Dead . . . better off dead . . . kill yourself. Serve your Master. Make up for your betrayal. It’s the only way to make it right.

“I never paint dreams or nightmares. I paint my own reality.” The calm, confident tone brought the rats to an abrupt stop. They stood on their haunches, looked through the wall of flames surrounding her. “That’s a quote from Frida Kahlo. Easy, yekirati. We’ll see what pictures we can paint together.”

She couldn’t see anything, but that voice . . . A vampire male for certain, but just like Lord Brian’s voice, his had something . . . more to it. Something that made her want to please, to obey, and not just because of her natural desire to serve, honed by her training. His hand settled on her abdomen. Long, elegant fingers, pale skin. Ragged nails, rough cuticles. Odd. Most vampires had well-manicured hands.

The rats fizzled away into scattered ash, her flesh reknitting over her concave stomach. Her ribs protruded over it like the lip of a cave. They’d tried feeding her, but everything came up. Only steel through the heart could kill a third-mark servant . . . or beheading, which killed pretty much everything, so she could be a skeleton with skin stretched over it and endure to serve.

Those fingers whispered over her flesh, distracting her. When they disappeared from her view, she drew an unhappy breath, but they returned covered in paint, which they started to swirl across her flesh. He’d meant it quite literally. He was painting a picture. This was obviously another hallucination, which meant Stephen would turn it into something horrid, but she’d take the respite. She wanted to hear that voice again. But a servant didn’t ask for anything.

The figment of her imagination created a sky across her stomach. Blue, green, a touch of rose. The muted red and orange he’d applied first became a hazy sunrise. His touch soothed. She didn’t want it to go away, but she was at her Master’s mercy. She’d betrayed him once, but she would resist him no other way. She would honor her training that much.

An abrupt sting in her arm told her something new was flowing through her veins. Lord Brian, perhaps trying something different. But she kept staring at those fingers. More details were coming into focus. The new male wore a ring, a heavy pewter band with markings on it. As he drew his hand away, he grazed her bound one. She managed to latch on to the middle finger that bore the ring and tried to make sense of it, like a blind person reading Braille. He stilled, letting her hold on to him with that awkward, weak grasp. A servant didn’t touch a vampire unless invited, but this wasn’t real, so it didn’t matter.

“Time is a great healer. That is what the ring says, in Hebrew. My ancestral language, so to speak.”

His voice was thoroughly masculine. It seemed absurd to call a man’s voice masculine, but Stephen’s hadn’t struck her that way. She thought of the Edgar Rice Burroughs story, where the hero described a trusted brother-in-arms as “fully male,” meaning he had all the best qualities a man could have. So perhaps it wasn’t so absurd.

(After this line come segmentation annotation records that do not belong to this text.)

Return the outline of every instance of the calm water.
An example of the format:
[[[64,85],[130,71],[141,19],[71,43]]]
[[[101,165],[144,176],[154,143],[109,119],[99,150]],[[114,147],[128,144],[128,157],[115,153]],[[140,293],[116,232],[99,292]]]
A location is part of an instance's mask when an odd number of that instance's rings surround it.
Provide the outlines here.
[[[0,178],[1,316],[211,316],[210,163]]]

He had no definable accent, typical of a well-traveled vampire with a few centuries in age, but she’d guess American. Whatever Lord Brian had injected seemed to be clearing her mind. Her body twitched, then went into a rigid, muscle-grinding spasm. She clamped down on that ring finger as her other hand convulsed, fingers jerking into a splayed, spiderlike rigor. Her thighs strained, pressing her hips hard into the table, her neck arching. A cry struggled free of her throat, crossed an inert tongue, dry lips.

“Easy . . . dinnae fash yourself, lass.” Another new voice, Scottish, came from directly above her. Though he had a different accent, this man had a tone like the other man’s. Gentle, irrefutable command that told her she should do her best to obey—once she determined what fashing was and why she shouldn’t do it—and that obeying their will was a port in the storm. A shelter.

She was looking up into tawny brown eyes. Dark brown hair was carelessly pulled back from his strong-featured face. He was a big man, towering over her like a concerned oak. If she put her slim hand on his jaw, she expected it would look like a child’s in comparison. When he put his hands on her head, cupping her ears, her jaw, it emphasized his size.